Am 16.7.1943 wurde Herr Möhl von der Wehrmacht entlassen und kam auf Umwegen nach Hause.
Er hatte zwar nur noch eine Hand, aber er war am Leben und dankte Gott dafür.
In der Schlacht um Stalingrad sind 160000 Deutsche Soldaten gefallen und 91000 mussten in russische Gefangenschaft gehen, wovon im Jahr 1957 die Letzten nach Hause kamen.
Heute nach 60 Jahren liegen im Umfeld der Stadt noch viele gefallene und vermisste Soldaten.

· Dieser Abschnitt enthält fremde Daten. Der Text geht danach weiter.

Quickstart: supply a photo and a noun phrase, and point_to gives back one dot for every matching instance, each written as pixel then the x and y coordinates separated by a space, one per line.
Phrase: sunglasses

Das mindeste was man für sie noch tun kann ist ihnen ein würdiges Grab zu geben. Um dem Volksbund Deutsche Kriegsgräberfürsorge bei seiner Arbeit zu unterstützen werde ich und drei Freunde von mir unseren Urlaub, für die Mithilfe bei den Umbettungsarbeiten, in Stalingrad verbringen.
Zum Abschluss unserer Reise wollen wir für alle in Stalingrad gefallenen Eichsfelder auf dem dortigem Ehrenfriedhof einen Kranz niederlegen.
Ich würde mich freuen wenn sich viele Eichsfelder die in Stalingrad dabei waren oder Angehörige von ehemaligen Soldaten bei mir melden .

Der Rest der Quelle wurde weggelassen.